Objective: I am trying to simulate the following advection-diffusion-reaction equation in 2D space (x,y) and time. $$\begin{align} \text{ADR Equation: }\frac{\partial C}{\partial t} + \nabla\left(v.C - D\nabla{C} \right)= \alpha.C \end{align}$$ I discretized the above ADR equation in 2D using finite-difference implicit scheme and as a result I get the following discretized equation.

$$\begin{align} p_1C^{n+1}_{i,j-1}+p_2C^{n+1}_{i-1,j}+p_3C^{n+1}_{i,j}+p_4C^{n+1}_{i+1,j}+p_5C^{n+1}_{i,j+1} = C^{n}_{i,j} \end{align}$$ where, $p_1, p_2, p_3, p_4, p_5$ are constants in time.

I want to solve this as a system of equations using $A^{n+1}.C^{n+1}=C^{n}$, with no-flow i.e. $C=0$ outside the boundary domain. Here, $A^{n+1}$ would be a penta-diagonal, symmetric (not sure about this) and a diagonally dominant matrix. I have derived matrix $A$ for $2\times2$, $3\times3$ and $4\times4$ systems. For example, below you can see matrix $A$ for $3\times3$ and $4\times4$ systems, respectively.

Issue:

1. I am not sure if the form of matrix $A$ I have derived is correct because as per my understanding it should be symmetric, however, it's not as per my derivations.
2. Owing to an unsymmetric form of the matrix $A$ I need help to efficiently form $A$ for $N\times N$ system.

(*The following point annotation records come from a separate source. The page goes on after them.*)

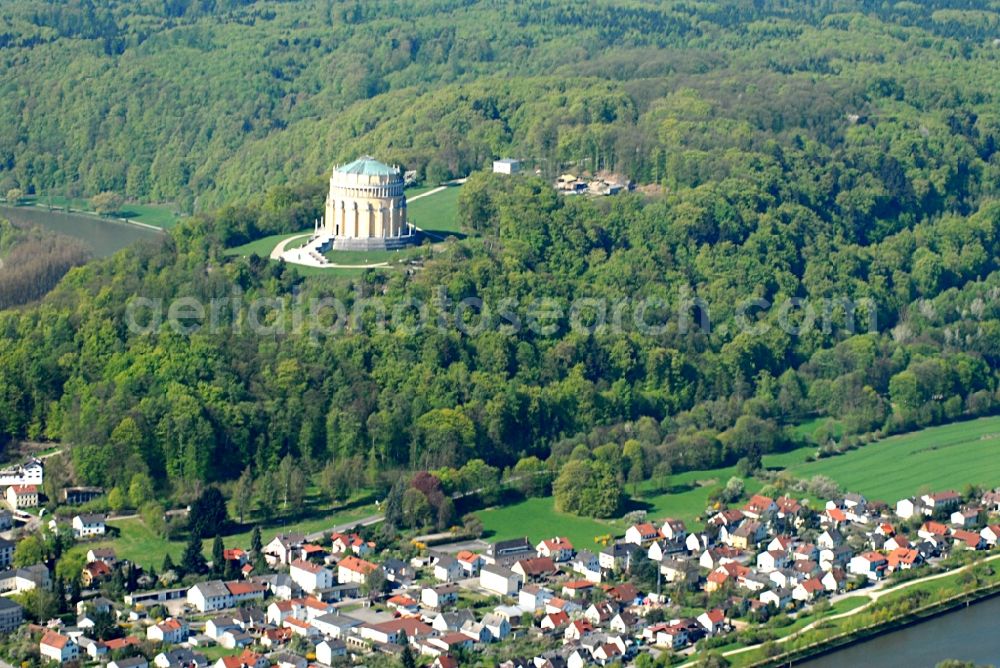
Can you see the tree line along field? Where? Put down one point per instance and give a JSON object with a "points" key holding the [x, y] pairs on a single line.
{"points": [[937, 458]]}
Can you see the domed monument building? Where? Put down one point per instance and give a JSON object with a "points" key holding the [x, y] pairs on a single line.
{"points": [[365, 211], [366, 207]]}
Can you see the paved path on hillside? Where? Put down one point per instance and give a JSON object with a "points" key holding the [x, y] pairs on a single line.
{"points": [[873, 595]]}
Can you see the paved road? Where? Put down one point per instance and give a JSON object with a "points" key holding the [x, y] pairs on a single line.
{"points": [[873, 594]]}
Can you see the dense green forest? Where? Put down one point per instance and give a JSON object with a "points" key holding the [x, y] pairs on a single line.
{"points": [[816, 150]]}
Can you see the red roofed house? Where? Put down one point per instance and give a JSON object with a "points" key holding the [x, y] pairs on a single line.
{"points": [[391, 631], [57, 647], [245, 659], [311, 577], [170, 630], [759, 505], [902, 558], [554, 620], [713, 620], [933, 530], [577, 630], [947, 500], [808, 590], [352, 569], [535, 568], [558, 549], [870, 564], [22, 496], [641, 534]]}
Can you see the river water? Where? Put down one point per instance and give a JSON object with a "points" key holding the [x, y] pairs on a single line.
{"points": [[968, 634], [103, 237]]}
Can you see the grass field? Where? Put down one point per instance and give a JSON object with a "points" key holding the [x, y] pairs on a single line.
{"points": [[264, 245], [140, 545], [436, 214], [686, 499], [936, 458], [157, 215]]}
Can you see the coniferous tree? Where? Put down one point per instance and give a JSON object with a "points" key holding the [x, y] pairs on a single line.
{"points": [[218, 556], [256, 543], [193, 561], [168, 564]]}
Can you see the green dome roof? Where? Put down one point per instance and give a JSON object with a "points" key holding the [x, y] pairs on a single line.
{"points": [[368, 166]]}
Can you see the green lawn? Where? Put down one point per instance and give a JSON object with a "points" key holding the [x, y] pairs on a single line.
{"points": [[140, 545], [436, 214], [686, 499], [936, 458], [538, 519], [265, 245], [157, 215]]}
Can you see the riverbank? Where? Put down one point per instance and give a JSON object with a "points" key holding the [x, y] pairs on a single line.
{"points": [[834, 646], [889, 610]]}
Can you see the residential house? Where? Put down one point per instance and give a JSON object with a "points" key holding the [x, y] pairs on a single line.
{"points": [[991, 534], [171, 631], [758, 506], [902, 558], [452, 620], [941, 501], [499, 580], [94, 573], [311, 577], [870, 564], [447, 569], [713, 620], [497, 625], [535, 568], [969, 540], [587, 564], [245, 659], [391, 631], [504, 553], [57, 647], [617, 556], [534, 597], [440, 596], [835, 580], [470, 562], [641, 534], [558, 549], [673, 529], [22, 496], [342, 543], [129, 662], [180, 657], [577, 630], [11, 615], [284, 548], [329, 652], [354, 569], [89, 525], [6, 553], [809, 589], [105, 554], [779, 597]]}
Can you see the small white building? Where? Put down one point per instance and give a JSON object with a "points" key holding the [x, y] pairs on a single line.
{"points": [[87, 525], [311, 577], [499, 580]]}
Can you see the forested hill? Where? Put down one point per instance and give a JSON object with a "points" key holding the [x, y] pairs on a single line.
{"points": [[828, 150], [209, 100]]}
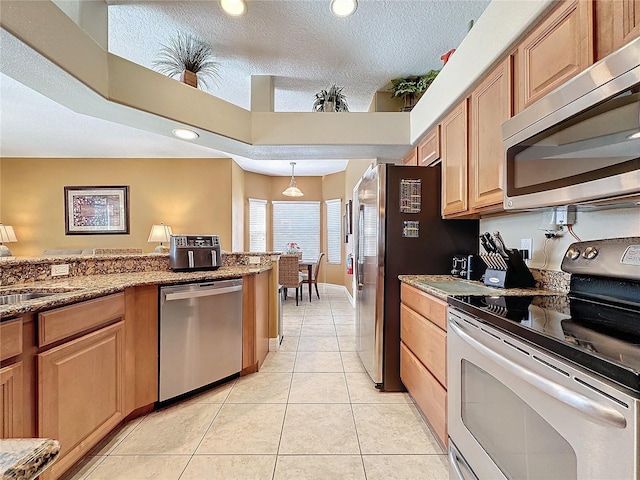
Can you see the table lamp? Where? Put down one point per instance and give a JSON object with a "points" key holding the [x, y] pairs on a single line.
{"points": [[160, 233]]}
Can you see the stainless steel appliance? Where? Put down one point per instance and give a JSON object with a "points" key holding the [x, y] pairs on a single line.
{"points": [[200, 335], [549, 386], [399, 230], [194, 252], [581, 143]]}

Would appreciate if someone could use their awesome numerical skills to answer these issues.

Answer 1

This is mostly just a matter of assigning an index to each vertex. If you have $n\times n$ unknowns $C_{i,j}$, $0\leq i,j\leq n-1$, then you would typically map the variable corresponding to the vertex $(i,j)$ to something like an index $I(i,j) = i + n j$. So each variable $C_{i,j}$ that is indexed by a pair of numbers $(i,j)$ is equivalent to the variable $C_{I(i,j)}$ indexed by a single number.

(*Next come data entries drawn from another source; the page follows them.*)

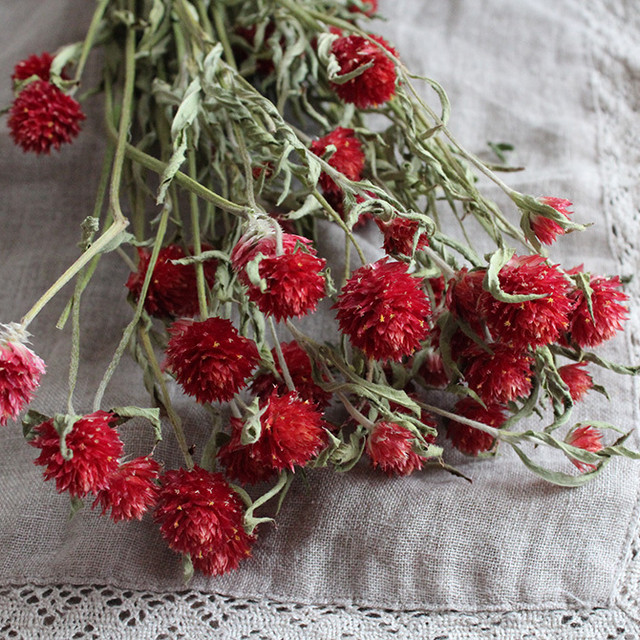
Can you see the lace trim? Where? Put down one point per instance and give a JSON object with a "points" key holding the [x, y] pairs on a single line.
{"points": [[96, 612]]}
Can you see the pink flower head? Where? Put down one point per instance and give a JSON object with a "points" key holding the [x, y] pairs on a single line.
{"points": [[210, 359], [20, 371], [292, 433], [468, 439], [43, 117], [390, 447], [201, 515], [348, 157], [294, 282], [399, 234], [132, 489], [299, 367], [33, 66], [609, 312], [546, 229], [577, 379], [383, 310], [536, 322], [95, 447], [587, 438], [500, 376], [374, 86], [172, 291]]}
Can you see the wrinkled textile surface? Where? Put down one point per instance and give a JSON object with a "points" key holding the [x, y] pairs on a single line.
{"points": [[356, 555]]}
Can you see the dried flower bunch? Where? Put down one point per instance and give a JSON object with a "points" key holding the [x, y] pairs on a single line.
{"points": [[258, 117]]}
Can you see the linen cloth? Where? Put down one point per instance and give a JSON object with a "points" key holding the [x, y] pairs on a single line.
{"points": [[354, 555]]}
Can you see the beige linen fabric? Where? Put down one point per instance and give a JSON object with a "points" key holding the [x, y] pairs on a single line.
{"points": [[554, 78]]}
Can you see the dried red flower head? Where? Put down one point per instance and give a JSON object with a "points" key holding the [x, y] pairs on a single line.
{"points": [[371, 8], [294, 282], [348, 157], [501, 376], [399, 235], [384, 310], [390, 447], [464, 291], [299, 367], [201, 515], [173, 290], [292, 433], [609, 312], [95, 446], [33, 66], [20, 371], [587, 438], [374, 86], [210, 359], [42, 117], [131, 490], [468, 439], [545, 229], [536, 322]]}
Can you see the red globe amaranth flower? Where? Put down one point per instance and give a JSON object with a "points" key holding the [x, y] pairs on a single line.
{"points": [[96, 448], [536, 322], [294, 280], [608, 312], [371, 8], [173, 288], [299, 367], [468, 439], [390, 447], [374, 86], [201, 515], [132, 489], [577, 379], [500, 376], [399, 235], [33, 66], [20, 371], [210, 359], [292, 434], [43, 117], [348, 157], [587, 438], [383, 310], [545, 229]]}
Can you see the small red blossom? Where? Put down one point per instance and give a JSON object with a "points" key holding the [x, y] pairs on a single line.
{"points": [[577, 379], [43, 117], [210, 359], [390, 447], [375, 85], [33, 66], [294, 282], [370, 8], [173, 290], [20, 372], [545, 229], [292, 433], [535, 322], [468, 439], [587, 438], [500, 376], [399, 236], [201, 515], [609, 312], [95, 447], [299, 367], [383, 310], [348, 157], [131, 490]]}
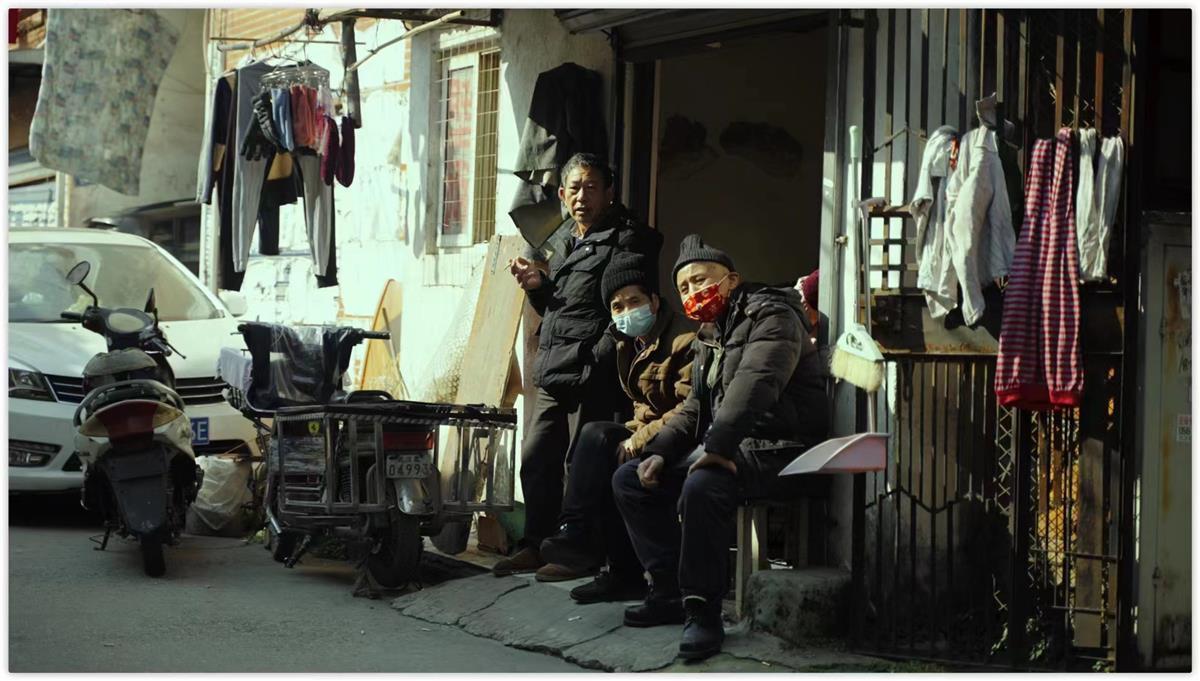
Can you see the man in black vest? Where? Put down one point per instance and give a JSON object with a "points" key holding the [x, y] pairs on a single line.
{"points": [[757, 401], [564, 288]]}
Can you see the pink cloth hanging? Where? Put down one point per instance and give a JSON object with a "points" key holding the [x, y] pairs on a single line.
{"points": [[1039, 365]]}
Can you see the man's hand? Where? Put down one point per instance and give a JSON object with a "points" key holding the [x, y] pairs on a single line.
{"points": [[625, 452], [527, 275], [648, 471], [709, 459]]}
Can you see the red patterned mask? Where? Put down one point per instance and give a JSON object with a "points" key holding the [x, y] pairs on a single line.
{"points": [[707, 305]]}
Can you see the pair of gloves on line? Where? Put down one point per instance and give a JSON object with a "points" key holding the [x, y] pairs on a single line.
{"points": [[263, 140]]}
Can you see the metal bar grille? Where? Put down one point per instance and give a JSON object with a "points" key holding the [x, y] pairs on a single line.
{"points": [[991, 536]]}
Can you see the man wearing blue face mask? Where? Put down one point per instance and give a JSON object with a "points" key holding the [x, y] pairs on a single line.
{"points": [[652, 345]]}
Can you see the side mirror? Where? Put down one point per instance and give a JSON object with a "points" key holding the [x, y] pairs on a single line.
{"points": [[79, 272], [235, 301]]}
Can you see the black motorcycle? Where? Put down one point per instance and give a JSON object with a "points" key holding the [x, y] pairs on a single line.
{"points": [[131, 432]]}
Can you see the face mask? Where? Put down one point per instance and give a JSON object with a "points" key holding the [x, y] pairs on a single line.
{"points": [[706, 305], [636, 321]]}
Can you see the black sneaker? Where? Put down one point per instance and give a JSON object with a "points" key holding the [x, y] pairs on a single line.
{"points": [[702, 632], [570, 548], [661, 607], [609, 589]]}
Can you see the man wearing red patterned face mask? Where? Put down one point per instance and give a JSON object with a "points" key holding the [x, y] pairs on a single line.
{"points": [[757, 402]]}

With this mapping, you rewrite the equations as $$ p_1 C_{I(i,j)} + p_{2:3} C_{I(i\pm1,j)} + p_{4:5} C_{I(i,j\pm1)} = \cdots, $$

This means that the $I(i,j)$-th row (the $(i+jn)$-th row) of the matrix $A^{n+1}$ has the entries $p_{1,2,3,4,5}$ in columns $I(i,j)$, $I(i\pm1,j)$, $I(i,j\pm1)$.

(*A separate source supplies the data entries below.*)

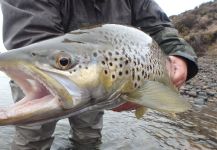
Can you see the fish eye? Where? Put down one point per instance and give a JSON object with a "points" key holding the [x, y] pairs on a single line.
{"points": [[63, 61]]}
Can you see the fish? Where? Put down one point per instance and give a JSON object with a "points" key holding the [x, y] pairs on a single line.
{"points": [[89, 69]]}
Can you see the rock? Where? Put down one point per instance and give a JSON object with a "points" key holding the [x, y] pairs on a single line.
{"points": [[202, 93], [211, 93], [200, 101]]}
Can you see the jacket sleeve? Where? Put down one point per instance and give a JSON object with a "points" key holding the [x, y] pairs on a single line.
{"points": [[29, 21], [148, 16]]}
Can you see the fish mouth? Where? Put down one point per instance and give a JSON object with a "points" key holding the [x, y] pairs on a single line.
{"points": [[44, 96]]}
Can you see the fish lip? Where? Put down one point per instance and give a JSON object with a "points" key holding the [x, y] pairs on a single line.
{"points": [[36, 84], [27, 76]]}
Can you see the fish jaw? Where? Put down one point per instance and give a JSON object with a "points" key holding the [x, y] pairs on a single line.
{"points": [[45, 97]]}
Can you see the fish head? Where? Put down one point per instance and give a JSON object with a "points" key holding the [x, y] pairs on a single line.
{"points": [[55, 81]]}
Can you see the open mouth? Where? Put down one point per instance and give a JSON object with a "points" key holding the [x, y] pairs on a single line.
{"points": [[41, 98]]}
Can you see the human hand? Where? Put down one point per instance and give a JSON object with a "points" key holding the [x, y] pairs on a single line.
{"points": [[177, 68]]}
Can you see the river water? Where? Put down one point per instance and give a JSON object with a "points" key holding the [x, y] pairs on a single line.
{"points": [[193, 130]]}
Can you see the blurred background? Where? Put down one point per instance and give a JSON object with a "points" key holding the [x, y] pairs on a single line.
{"points": [[196, 129]]}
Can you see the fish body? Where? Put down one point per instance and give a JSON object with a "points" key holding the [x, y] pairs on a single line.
{"points": [[86, 70]]}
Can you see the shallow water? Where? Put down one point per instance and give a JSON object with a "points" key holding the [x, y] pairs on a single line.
{"points": [[195, 129]]}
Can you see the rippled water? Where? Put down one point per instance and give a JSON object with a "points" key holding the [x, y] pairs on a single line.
{"points": [[195, 129]]}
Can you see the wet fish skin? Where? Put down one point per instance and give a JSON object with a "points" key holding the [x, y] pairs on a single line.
{"points": [[89, 69]]}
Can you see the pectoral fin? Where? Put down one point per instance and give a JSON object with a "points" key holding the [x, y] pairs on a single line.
{"points": [[156, 95]]}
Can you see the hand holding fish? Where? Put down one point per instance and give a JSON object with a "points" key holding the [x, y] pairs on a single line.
{"points": [[177, 70]]}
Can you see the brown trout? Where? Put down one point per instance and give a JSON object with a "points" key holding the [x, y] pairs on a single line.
{"points": [[86, 70]]}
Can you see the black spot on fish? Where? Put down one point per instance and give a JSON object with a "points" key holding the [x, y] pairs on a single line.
{"points": [[145, 75], [116, 52], [95, 54], [109, 53], [105, 71], [138, 78], [33, 54], [143, 72], [126, 62], [71, 41]]}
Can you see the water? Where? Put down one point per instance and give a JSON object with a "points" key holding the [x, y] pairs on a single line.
{"points": [[195, 129]]}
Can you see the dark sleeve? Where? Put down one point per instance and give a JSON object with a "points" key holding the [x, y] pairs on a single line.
{"points": [[29, 21], [148, 16]]}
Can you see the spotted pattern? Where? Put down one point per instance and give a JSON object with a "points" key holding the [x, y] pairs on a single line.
{"points": [[130, 59]]}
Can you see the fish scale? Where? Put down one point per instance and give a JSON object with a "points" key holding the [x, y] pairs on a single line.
{"points": [[89, 69]]}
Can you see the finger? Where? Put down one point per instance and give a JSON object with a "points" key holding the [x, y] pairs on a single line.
{"points": [[178, 71]]}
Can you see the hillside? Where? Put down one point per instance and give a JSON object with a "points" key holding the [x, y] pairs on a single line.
{"points": [[199, 27]]}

With this indexing method the nonzero entries will all fall into the diagonals $\pm n$ (coefficients $p_4$, $p_5$), $\pm1$ ($p_2$, $p_3$), and $0$ ($p_1$). The main thing to bear in mind, when constructing such a matrix knowing its diagonal elements, is that the diagonal elements for non-existent boundary variables such as $I(i,n)$, $I(i,-1)$, $I(-1,j)$, $I(n,j)$ should be zeroed out.

So for a $3\times 3$ grid, you would get the matrix (I dropped the minus signs here) $$ \begin{pmatrix} p_1 & p_2 & 0 & p_4 & 0 & 0 & 0 & 0 & 0 \\ p_3 & p_1 & p_2 & 0 & p_4 & 0 & 0 & 0 & 0 \\ 0 & p_3 & p_1 & 0 & 0 & p_4 & 0 & 0 & 0 \\ p_5 & 0 & 0 & p_1 & p_2 & 0 & p_4 & 0 & 0 \\ 0 & p_5 & 0 & p_3 & p_1 & p_2 & 0 & p_4 & 0 \\ 0 & 0 & p_5 & 0 & p_3 & p_1 & 0 & 0 & p_4 \\ 0 & 0 & 0 & p_5 & 0 & 0 & p_1 & p_2 & 0 \\ 0 & 0 & 0 & 0 & p_5 & 0 & p_3 & p_1 & p_2 \\ 0 & 0 & 0 & 0 & 0 & p_5 & 0 & p_3 & p_1 \end{pmatrix} $$